Bank of America May Owe Lawyers $11 Million

By Marimer Mato, Courthouse News
BofA owes Stern $11millionA Plantation, Fla., law firm can seek $11 million in unpaid legal fees for its work on Bank of America foreclosure cases, a federal judge ruled.
The Law Offices of David J. Stern says it was the legal counsel for Bank of America’s Florida residential foreclosure cases across the state, employing some 1,200 attorneys and support staff at its peak.
 Plantation, Fla., is one hour north of Miami in Broward County.
Stern’s 11-count complaint claims that Bank of America and its corporate parent owe more than $1.9 million, while BAC Home Loans Servicing owes more than $8.7 million.
The BAC tally reflects that work that Stern allegedly performed for Countrywide Home Loans, which Bank of America bought in 2008 and merged with its loan-servicing operation.
Stern says it entered into a written contract with Countrywide in 2003 and entered into two oral contracts with Bank of America for legal services.
Exhibits to the complaint include the written contract and hundreds of pages of billing totals.

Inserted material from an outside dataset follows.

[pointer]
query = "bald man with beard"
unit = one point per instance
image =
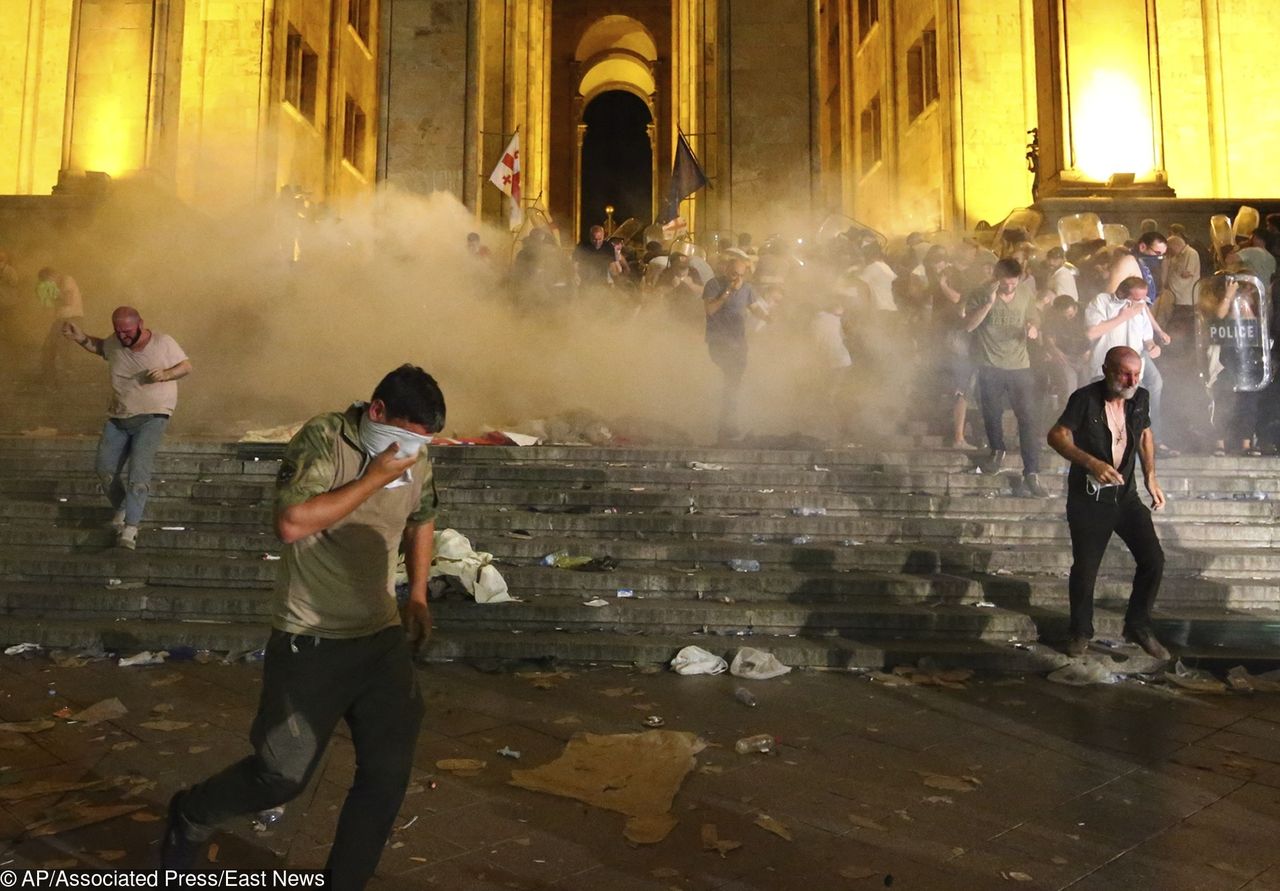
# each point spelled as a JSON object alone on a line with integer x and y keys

 Bank of America moved to dismiss 10 of Stern’s 11 claims, claiming that the breach-of-contract claim against BAC is the only viable allegation because it relies on a written contract.
It also says Florida’s Statute of Frauds bars enforcement of oral contracts because the firm cites at least two years of work, yet never memorialized the oral contract with a written document.
 U.S. District Judge Federico Moreno disagreed since the statute bars indefinite oral contracts that necessarily require more than one year of work. ”Nothing in Plaintiff’s allegations indicates that the parties’ understanding was that the contract would extend beyond a year,” Moreno wrote. “The court does not find the Statute of Frauds bars plaintiff’s claim for breach of oral contract because the plaintiff alleges that it fully performed under the oral contract.”
 Moreno also disagreed that the open-account claims should be thrown out as duplicative of the breach-of-contract claims. “The Plaintiff met the requirements of both the Florida forms and the federal forms to state a claim for open account,” the nine-page decision states.
As to the account-stated claims, Bank of America said it never agreed to pay the amount due.